Diagnose Malaria using Computer Vision
MalarAI is convolutional neural network that is trained to diagnose malaria from blood sample images. The neural network is trained using reliable data from the US National Library of Medecine. It can diagnose malaria with 96% accuracy
How it Works
Dataset Collection
First I found a data set of over 27 500 images of blood smear slides that are labelled as either parasitized or uninfected.
Data Splitting
70% of the data is reserved for training and 30% is left so we can later validate the accuracy of the model.
Image Preprocessing
The Python script randomly flips, zooms, resizes, and rotates the image so that the CNN is more generalized and therefore works on images not in the dataset.
Data Conversion
The program then resizes the image to be 64 x 64 px because all the images fed into the neural network have to be the same size. Then it converts the image into 3 x 64 x 64 tensor. The image has a third dimension beause there are different values for each RGB channel.
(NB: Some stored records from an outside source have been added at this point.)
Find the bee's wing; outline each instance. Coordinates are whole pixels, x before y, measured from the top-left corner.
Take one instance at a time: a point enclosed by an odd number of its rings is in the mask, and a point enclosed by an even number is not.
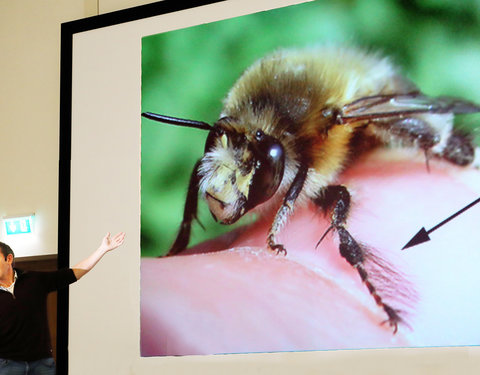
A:
[[[475,113],[480,105],[452,97],[429,97],[419,92],[367,96],[343,107],[343,123],[380,120],[388,117],[408,117],[416,113]]]

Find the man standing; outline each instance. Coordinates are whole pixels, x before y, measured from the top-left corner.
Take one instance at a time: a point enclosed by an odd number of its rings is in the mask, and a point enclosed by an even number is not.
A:
[[[22,272],[13,267],[14,253],[0,242],[0,375],[54,375],[47,321],[47,295],[89,272],[125,233],[108,233],[96,251],[73,268]]]

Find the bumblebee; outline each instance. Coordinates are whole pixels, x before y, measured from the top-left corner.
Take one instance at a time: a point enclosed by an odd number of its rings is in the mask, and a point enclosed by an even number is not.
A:
[[[468,134],[453,129],[453,118],[475,112],[480,106],[466,100],[422,94],[388,58],[376,53],[323,47],[267,55],[233,85],[213,126],[142,114],[208,131],[169,255],[188,245],[199,192],[223,224],[252,210],[276,210],[266,242],[277,253],[286,253],[276,237],[294,208],[311,201],[330,217],[320,241],[335,231],[341,256],[357,270],[396,332],[401,314],[384,302],[369,277],[365,249],[347,228],[351,196],[337,178],[376,147],[416,148],[425,153],[427,167],[432,157],[471,164],[475,146]]]

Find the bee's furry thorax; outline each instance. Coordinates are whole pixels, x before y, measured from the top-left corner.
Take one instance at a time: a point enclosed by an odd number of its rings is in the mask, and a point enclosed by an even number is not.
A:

Neural Network Structuring
I used pairs of convolution and pooling layers to create 64 different features to measure the images with. The neural network ends with a pair of dense layers to give each feature a different amount of power over the classification decision.
Network Training
I trained the neural network for 40 epochs so the nerual network could learn different features and decide which ones were the most significant for making the final decision. I was able to get a final accuracy of 96% on my model!